There is a rivalry between the Ford Mustang and the Chevrolet Camaro that is fiercely alive with each brands’ track models but is it just as fierce when we consider their “entry” V8 models? He’s a first drive comparison…
First up was this bright (Competition) orange 2016 Mustang California Special. This package adds a few more niceties on top of the GT Premium trim like a front tower strut brace, hood stripes, and a few plaques. It’s mostly a cosmetic package but even the base car has a subdued, athletic stance that brings an anticipated excitement of things to come. Once inside, however, you’re presented with a disappointing mix of interior materials and overall design that lacks what is expected of a $40k car. The so called armrest does little to allow your arm to rest comfortably and although getting into the desired driving position was easy, the seats lack the expected level of lateral support. Moving on towards getting this 435 HP 5.0 DOHC V8 fired up, your eyes glaze down to a somewhat bland looking starter button but still the anticipation is unrelenting. Depress the smooth clutch, hit the button, and hear the engine turning, catching quickly but then it’s quickly drowned out by the chimes and dings. The awesome roar of the acclaimed Coyote V8 never happens. It’s all quite anti-climatic and as much as it pains to recommend deviating from the vehicle’s original concept, aftermarket exhaust would be a worthy upgrade. The clutch is easy to modulate as is the throttle. Gaining speed in first to hear some real sound (which was glorious) and then shifting into second and third with perfect upshifts (a little too perfect as it turned out; Further investigation revealed the ECU is programmed to hold the throttle at the next up gear’s equivalent RPM). Taking it through the tight, smooth turns revealed a very neutral chassis and a steering that clearly communicates when front grip is about maxed out. At this point, if you wish, roll on the throttle smoothly and the car transitions to balanced and controllable oversteer. Being able to learn the car’s slow speed handling builds your confidence quickly. Also helping are the brakes that feel wonderfully accurate and plenty powerful. It’s also a smooth cruiser when that mood suits. Keep it out of the really tall gears and you’re rewarded with a nice rumble only a V8 can deliver.

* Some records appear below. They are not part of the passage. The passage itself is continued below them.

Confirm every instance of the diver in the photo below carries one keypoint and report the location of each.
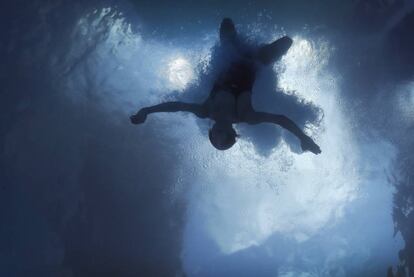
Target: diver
(229, 101)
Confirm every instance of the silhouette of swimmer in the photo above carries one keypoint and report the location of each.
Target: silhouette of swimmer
(229, 101)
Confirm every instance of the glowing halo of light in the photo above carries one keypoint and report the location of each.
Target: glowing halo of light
(180, 73)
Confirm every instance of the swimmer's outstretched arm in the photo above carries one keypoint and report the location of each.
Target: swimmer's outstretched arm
(306, 142)
(141, 115)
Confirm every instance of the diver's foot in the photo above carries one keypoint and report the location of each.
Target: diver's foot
(308, 144)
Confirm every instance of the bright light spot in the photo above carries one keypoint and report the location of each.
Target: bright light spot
(301, 67)
(405, 101)
(180, 73)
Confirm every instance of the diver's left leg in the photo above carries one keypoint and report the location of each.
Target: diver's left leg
(244, 104)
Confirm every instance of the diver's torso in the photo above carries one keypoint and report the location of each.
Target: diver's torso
(238, 78)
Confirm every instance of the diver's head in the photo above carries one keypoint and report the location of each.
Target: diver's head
(222, 136)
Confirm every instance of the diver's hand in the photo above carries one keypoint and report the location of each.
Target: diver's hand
(139, 117)
(308, 144)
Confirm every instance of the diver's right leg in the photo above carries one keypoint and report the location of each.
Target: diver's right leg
(244, 104)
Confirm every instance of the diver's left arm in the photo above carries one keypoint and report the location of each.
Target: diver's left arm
(261, 117)
(141, 115)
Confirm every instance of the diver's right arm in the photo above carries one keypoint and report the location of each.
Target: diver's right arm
(197, 109)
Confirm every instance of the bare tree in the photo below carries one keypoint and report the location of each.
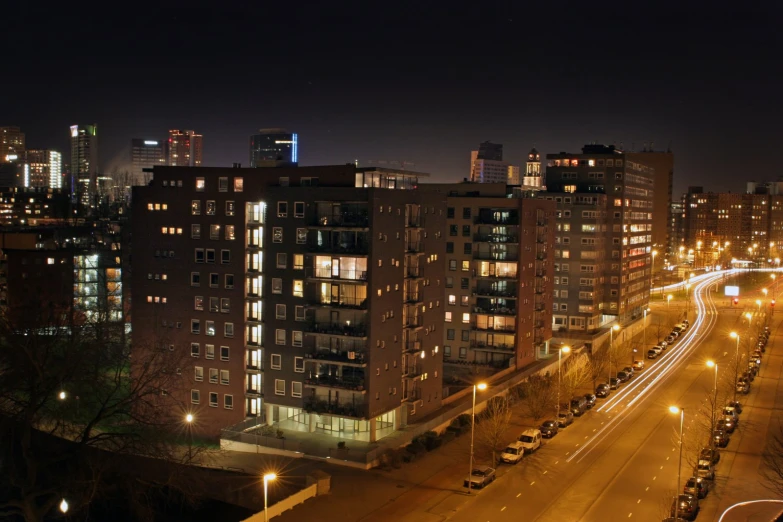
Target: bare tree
(70, 411)
(538, 396)
(495, 420)
(773, 462)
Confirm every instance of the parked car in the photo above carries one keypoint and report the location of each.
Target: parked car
(480, 477)
(513, 453)
(578, 405)
(697, 486)
(737, 405)
(548, 429)
(565, 419)
(530, 439)
(709, 454)
(686, 506)
(725, 424)
(721, 438)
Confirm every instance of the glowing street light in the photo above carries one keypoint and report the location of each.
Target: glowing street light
(267, 478)
(480, 386)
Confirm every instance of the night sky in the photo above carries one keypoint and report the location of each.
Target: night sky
(421, 82)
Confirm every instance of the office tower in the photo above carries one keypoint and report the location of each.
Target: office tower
(84, 162)
(533, 178)
(42, 169)
(498, 278)
(145, 154)
(184, 149)
(309, 297)
(12, 144)
(274, 147)
(663, 164)
(603, 241)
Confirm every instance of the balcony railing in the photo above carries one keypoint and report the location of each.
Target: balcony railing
(358, 358)
(345, 220)
(326, 328)
(342, 275)
(331, 381)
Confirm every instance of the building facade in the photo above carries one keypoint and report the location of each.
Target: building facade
(274, 147)
(603, 244)
(270, 286)
(184, 149)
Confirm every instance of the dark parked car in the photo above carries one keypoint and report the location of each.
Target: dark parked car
(710, 455)
(687, 507)
(548, 429)
(697, 486)
(721, 438)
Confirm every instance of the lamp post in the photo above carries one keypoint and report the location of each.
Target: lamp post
(189, 422)
(612, 330)
(713, 364)
(565, 349)
(267, 477)
(480, 386)
(681, 411)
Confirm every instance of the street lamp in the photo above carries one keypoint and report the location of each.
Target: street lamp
(681, 411)
(612, 330)
(713, 364)
(565, 349)
(267, 478)
(189, 422)
(480, 386)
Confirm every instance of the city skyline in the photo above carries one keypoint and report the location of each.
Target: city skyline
(429, 107)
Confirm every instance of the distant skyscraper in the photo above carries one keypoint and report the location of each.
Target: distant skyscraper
(145, 154)
(184, 149)
(274, 147)
(11, 144)
(43, 169)
(487, 165)
(533, 170)
(84, 161)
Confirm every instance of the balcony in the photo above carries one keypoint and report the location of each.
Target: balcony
(355, 248)
(482, 346)
(314, 405)
(494, 292)
(343, 220)
(495, 238)
(326, 328)
(359, 276)
(332, 381)
(350, 303)
(357, 359)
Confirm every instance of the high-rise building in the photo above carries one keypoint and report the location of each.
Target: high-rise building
(12, 144)
(145, 154)
(313, 308)
(533, 178)
(184, 149)
(84, 162)
(498, 278)
(603, 241)
(274, 147)
(663, 164)
(42, 169)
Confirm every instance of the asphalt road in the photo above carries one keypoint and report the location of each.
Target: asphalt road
(619, 461)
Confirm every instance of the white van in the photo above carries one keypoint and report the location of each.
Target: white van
(513, 453)
(530, 439)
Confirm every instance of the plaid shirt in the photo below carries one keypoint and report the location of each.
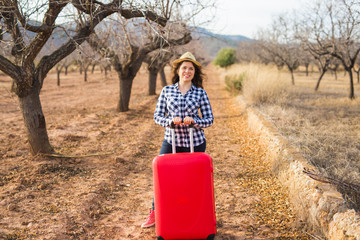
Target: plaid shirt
(172, 103)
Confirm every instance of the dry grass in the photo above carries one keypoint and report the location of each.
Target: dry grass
(324, 125)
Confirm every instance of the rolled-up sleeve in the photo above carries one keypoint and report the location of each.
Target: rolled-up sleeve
(160, 114)
(207, 118)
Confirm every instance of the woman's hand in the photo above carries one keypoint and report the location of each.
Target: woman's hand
(188, 120)
(176, 120)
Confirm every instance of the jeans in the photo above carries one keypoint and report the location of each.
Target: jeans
(167, 148)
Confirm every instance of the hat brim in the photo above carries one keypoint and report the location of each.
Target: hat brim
(177, 61)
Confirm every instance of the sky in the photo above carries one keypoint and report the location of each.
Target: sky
(245, 17)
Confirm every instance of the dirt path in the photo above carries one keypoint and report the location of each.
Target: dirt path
(107, 195)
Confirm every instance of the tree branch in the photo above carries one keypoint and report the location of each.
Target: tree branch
(9, 68)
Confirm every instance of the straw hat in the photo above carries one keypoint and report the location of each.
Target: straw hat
(186, 57)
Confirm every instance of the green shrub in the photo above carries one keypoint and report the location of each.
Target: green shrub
(225, 57)
(234, 83)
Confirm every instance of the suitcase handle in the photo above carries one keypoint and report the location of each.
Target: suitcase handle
(191, 126)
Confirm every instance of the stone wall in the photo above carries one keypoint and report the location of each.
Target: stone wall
(320, 205)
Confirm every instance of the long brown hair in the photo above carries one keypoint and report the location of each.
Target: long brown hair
(198, 76)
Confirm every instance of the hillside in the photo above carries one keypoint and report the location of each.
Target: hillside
(214, 42)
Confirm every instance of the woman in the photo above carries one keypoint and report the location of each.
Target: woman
(180, 103)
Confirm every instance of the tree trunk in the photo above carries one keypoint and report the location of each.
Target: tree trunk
(292, 76)
(58, 77)
(352, 94)
(318, 82)
(125, 93)
(163, 77)
(152, 82)
(85, 72)
(34, 120)
(105, 70)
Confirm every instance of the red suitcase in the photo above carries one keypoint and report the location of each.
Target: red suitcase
(184, 195)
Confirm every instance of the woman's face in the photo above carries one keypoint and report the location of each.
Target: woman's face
(186, 71)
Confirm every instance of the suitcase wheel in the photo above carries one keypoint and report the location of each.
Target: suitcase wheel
(211, 237)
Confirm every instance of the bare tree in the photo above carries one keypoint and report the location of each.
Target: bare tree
(139, 38)
(280, 44)
(333, 28)
(28, 37)
(156, 62)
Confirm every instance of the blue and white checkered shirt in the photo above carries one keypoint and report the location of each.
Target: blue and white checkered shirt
(172, 103)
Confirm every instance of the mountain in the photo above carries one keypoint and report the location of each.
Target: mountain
(213, 42)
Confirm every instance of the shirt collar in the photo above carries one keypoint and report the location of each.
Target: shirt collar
(191, 89)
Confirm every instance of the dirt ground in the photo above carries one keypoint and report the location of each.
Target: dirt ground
(102, 186)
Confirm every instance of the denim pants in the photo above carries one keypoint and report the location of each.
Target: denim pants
(167, 148)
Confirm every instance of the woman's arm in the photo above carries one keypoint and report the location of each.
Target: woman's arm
(160, 117)
(206, 113)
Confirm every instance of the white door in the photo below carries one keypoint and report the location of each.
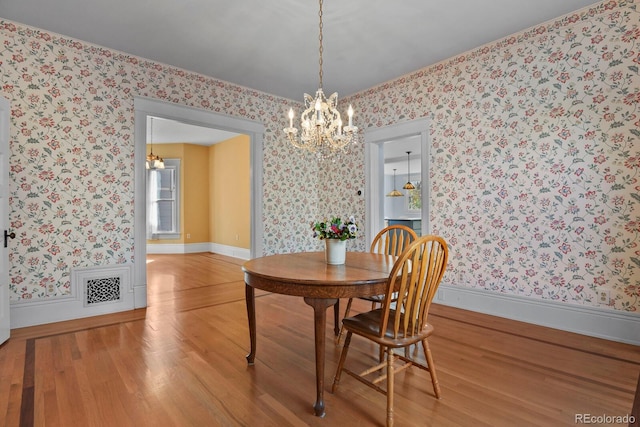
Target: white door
(4, 220)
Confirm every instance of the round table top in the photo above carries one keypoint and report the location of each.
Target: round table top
(307, 274)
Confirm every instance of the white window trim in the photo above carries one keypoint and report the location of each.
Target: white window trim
(169, 164)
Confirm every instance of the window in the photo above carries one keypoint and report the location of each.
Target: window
(414, 198)
(163, 196)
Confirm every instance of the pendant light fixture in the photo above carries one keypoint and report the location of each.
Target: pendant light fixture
(409, 185)
(153, 161)
(322, 130)
(394, 193)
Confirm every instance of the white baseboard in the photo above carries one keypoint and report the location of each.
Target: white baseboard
(230, 251)
(178, 248)
(592, 321)
(76, 305)
(193, 248)
(23, 315)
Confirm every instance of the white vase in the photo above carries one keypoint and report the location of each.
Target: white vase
(335, 251)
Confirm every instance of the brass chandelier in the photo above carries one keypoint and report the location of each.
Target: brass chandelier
(322, 131)
(153, 161)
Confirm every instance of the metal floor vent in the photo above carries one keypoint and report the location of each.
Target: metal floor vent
(99, 285)
(103, 290)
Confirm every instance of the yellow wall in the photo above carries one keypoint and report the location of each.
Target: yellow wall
(230, 192)
(195, 203)
(215, 192)
(194, 190)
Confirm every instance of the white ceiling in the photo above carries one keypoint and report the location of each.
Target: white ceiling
(272, 46)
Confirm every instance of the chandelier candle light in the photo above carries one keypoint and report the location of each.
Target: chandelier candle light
(322, 130)
(409, 185)
(153, 161)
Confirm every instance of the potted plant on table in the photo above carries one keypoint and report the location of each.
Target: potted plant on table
(335, 233)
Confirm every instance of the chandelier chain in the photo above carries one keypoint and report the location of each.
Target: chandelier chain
(320, 49)
(322, 131)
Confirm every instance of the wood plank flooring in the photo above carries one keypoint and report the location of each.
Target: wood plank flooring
(181, 362)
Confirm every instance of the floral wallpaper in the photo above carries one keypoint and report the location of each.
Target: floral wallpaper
(535, 156)
(72, 144)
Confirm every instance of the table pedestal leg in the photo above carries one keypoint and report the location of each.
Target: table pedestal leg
(249, 294)
(320, 322)
(336, 318)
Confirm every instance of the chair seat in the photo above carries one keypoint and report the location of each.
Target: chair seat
(373, 298)
(368, 325)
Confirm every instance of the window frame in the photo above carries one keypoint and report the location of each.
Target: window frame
(169, 164)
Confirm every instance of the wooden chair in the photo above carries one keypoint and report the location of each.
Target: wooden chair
(391, 240)
(415, 278)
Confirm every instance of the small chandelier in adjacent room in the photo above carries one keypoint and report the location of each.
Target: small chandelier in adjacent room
(409, 185)
(394, 193)
(322, 130)
(153, 161)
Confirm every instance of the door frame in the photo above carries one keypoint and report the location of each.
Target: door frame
(151, 107)
(5, 311)
(374, 171)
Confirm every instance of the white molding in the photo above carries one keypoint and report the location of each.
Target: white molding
(592, 321)
(144, 107)
(72, 306)
(193, 248)
(232, 251)
(178, 248)
(374, 139)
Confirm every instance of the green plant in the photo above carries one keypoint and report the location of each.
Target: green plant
(335, 229)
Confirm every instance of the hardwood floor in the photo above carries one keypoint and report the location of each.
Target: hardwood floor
(181, 362)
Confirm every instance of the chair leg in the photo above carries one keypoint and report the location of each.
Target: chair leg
(346, 314)
(432, 368)
(390, 378)
(343, 357)
(336, 317)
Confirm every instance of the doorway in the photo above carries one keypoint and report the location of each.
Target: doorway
(375, 140)
(145, 107)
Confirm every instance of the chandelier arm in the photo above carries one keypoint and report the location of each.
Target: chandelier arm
(320, 50)
(321, 131)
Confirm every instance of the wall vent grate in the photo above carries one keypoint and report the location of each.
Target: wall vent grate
(103, 290)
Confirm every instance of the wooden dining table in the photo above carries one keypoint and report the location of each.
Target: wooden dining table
(307, 275)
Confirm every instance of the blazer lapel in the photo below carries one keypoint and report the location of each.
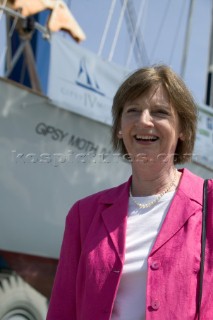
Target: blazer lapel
(185, 203)
(115, 216)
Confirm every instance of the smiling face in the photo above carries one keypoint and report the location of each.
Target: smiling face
(150, 125)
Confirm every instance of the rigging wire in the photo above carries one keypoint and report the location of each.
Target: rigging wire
(118, 29)
(107, 25)
(177, 31)
(160, 30)
(141, 10)
(1, 11)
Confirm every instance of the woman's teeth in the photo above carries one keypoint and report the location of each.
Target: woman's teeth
(146, 138)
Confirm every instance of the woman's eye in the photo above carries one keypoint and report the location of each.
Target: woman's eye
(129, 110)
(161, 112)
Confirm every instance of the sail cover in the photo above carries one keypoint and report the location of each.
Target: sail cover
(81, 81)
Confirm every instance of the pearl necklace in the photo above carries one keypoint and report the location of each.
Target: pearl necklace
(152, 203)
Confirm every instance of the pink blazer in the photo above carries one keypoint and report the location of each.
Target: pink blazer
(92, 256)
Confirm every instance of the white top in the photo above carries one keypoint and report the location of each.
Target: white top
(143, 226)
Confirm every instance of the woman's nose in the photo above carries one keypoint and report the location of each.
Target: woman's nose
(146, 118)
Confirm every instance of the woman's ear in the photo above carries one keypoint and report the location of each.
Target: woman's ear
(181, 136)
(120, 134)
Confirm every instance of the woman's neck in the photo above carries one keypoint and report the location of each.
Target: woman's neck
(149, 181)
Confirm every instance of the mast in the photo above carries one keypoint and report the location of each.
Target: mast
(209, 89)
(187, 39)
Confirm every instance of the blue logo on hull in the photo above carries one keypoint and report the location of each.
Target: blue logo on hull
(86, 81)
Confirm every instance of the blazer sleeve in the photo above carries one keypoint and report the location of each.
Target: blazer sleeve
(207, 299)
(63, 298)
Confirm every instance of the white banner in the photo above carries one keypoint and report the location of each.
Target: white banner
(3, 46)
(81, 81)
(203, 152)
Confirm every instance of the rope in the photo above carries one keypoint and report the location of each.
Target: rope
(136, 31)
(177, 31)
(160, 29)
(117, 30)
(107, 25)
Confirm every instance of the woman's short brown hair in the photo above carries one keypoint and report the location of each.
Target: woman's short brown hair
(140, 82)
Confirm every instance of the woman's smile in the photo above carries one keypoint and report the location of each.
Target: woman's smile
(150, 125)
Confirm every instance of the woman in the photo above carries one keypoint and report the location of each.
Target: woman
(133, 252)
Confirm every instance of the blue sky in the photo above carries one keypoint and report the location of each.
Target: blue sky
(162, 26)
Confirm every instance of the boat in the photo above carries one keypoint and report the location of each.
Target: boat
(55, 149)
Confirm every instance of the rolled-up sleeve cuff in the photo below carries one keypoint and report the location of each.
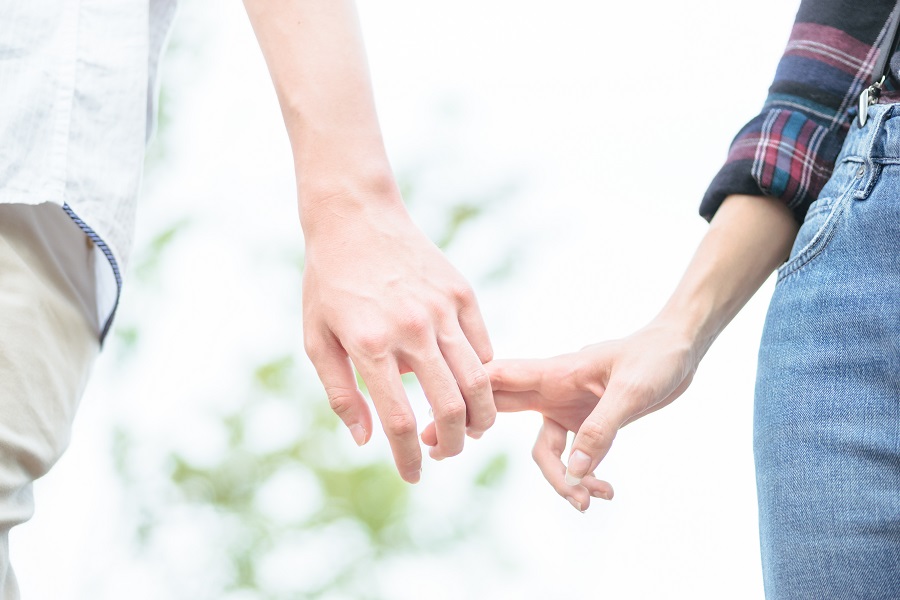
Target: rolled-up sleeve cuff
(780, 153)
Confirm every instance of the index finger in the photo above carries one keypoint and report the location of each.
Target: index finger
(516, 375)
(382, 378)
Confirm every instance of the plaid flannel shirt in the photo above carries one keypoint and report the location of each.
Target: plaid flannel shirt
(788, 151)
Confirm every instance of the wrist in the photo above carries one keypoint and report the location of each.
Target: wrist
(330, 201)
(691, 322)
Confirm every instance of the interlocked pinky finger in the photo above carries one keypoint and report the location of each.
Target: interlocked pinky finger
(597, 488)
(547, 453)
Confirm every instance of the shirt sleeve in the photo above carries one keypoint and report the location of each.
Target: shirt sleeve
(788, 151)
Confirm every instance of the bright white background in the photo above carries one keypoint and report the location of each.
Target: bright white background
(609, 118)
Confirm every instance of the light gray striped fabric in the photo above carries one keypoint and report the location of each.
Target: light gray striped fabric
(78, 88)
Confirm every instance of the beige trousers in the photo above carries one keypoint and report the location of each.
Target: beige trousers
(48, 341)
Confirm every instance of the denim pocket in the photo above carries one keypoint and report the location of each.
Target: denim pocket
(823, 217)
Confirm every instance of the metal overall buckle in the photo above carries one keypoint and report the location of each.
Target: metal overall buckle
(869, 97)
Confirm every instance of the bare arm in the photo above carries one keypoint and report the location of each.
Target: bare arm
(599, 389)
(375, 289)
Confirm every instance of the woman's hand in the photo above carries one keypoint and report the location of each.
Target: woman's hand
(593, 392)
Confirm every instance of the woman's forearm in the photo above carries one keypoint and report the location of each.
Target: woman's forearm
(747, 240)
(315, 54)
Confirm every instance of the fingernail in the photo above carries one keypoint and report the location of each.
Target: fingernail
(579, 463)
(574, 503)
(359, 434)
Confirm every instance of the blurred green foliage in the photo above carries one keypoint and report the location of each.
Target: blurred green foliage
(341, 489)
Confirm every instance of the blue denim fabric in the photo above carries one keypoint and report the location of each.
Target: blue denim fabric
(827, 412)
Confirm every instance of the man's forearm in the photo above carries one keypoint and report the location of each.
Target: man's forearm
(315, 54)
(747, 240)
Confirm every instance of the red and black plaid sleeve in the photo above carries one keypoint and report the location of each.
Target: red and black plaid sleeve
(789, 149)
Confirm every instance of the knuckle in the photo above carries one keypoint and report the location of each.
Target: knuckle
(373, 343)
(313, 347)
(451, 410)
(487, 421)
(477, 381)
(596, 433)
(463, 293)
(415, 323)
(400, 424)
(486, 354)
(341, 401)
(452, 451)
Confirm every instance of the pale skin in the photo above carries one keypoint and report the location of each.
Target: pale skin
(603, 387)
(378, 293)
(376, 290)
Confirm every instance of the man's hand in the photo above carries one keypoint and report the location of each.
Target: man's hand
(593, 392)
(378, 291)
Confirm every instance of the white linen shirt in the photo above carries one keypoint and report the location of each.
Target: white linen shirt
(78, 89)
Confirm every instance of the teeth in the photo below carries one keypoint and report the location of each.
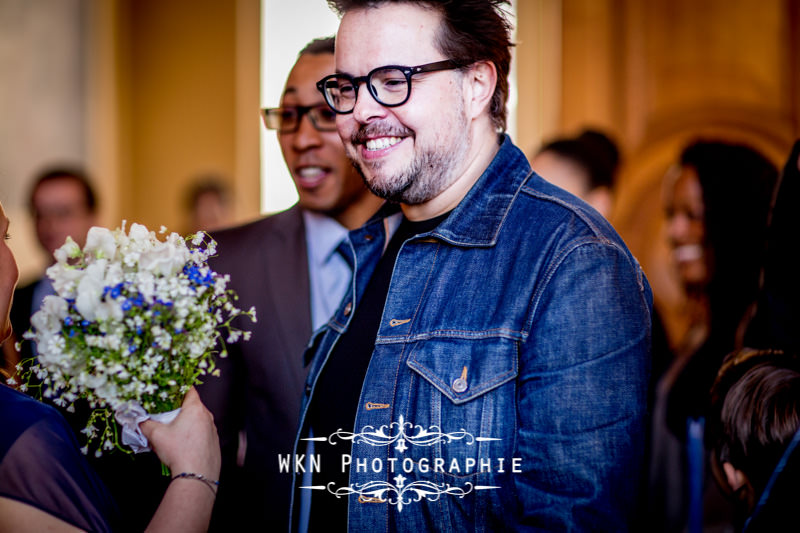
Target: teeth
(688, 252)
(383, 142)
(310, 172)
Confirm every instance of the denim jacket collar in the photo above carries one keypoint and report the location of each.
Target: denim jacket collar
(477, 219)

At low speeds slack in the drivetrain is noticeable, possibly likely due to its life as a press car, but at the same time, seems fitting considering the rough interior surroundings. Despite these faults, expect to always walk away with a grin on your face.
Next up on the back-to-back drive is a bright blue 2017 Camaro SS which represents its first year of moving to the smaller, lighter chassis. It’s body looks better proportioned and although the greenhouse shape makes it difficult to see out of, it looks muscular and modern. Weight is down, power is up and as far as handling, GM continues to take the SS treatment very seriously. It’s exhaust is loud and burly, the clutch is heavy and is quick to grab the flywheel, seats are perfectly snug and the steering wheel is wonderful to hold. The overall interior feel is a modern with classic touches. The combimeter features a TFT screen with rich detail and houses easy accessibility to modes and settings features. However, flanked on the sides are the tach and the speedo whose styling must have been inspired by the large and emotionless face and dials of the mid ‘90’s F-body. Moving your eyes to the right is a slick touch screen. It’s fast and easy to use. The only downside, besides the fingerprints, is its downward angle. No doubt a compromise between styling and engineering teams, there is a significant glare of your hand as you reach towards the screen. Below that are the redundant but necessary physical buttons, laid out in a slim and horizontal fashion not unlike the greenhouse area. The twin retro vents at the bottom of the center stack are a very worthy “cost-up” as they blend in the perfect balance of modern minimalist high tech with the large and robust theme of being a muscle car. On the road, the Camaro holds turns and puts the power down without fail. The burly 6-speed manual engages each gear with a solid notch. The rev-match downshift takes the stress out of smooth downshifts, however, heel-toe is easy enough. The brake pedal requires a deliberate force but feels linear throughout its stroke. The large engine pulls strongly from any RPM all the way to the red-line and with a sound that conveys the message that this car is ready for the track. The car doesn’t disappoint with the ride even on bumpy sections. An impressive feat considering its high road holding limits. The Camaro’s design may be what pulls people toward the car but the engineering behind it all keeps the racing legacy moving forward.
Take-away: The Camaro SS is the more sorted one of the two, meaning that the whole car better embodies a single, cohesive design philosophy. It is the car that feels better prepared to handle a day at the track. The Mustang is less in your face but always willing to play. The limits are easily accessible and this car encourages them to be explored even off of the track. If the interior isn’t an immediate deal breaker, this car can bring out your inner-driving hero on daily basis.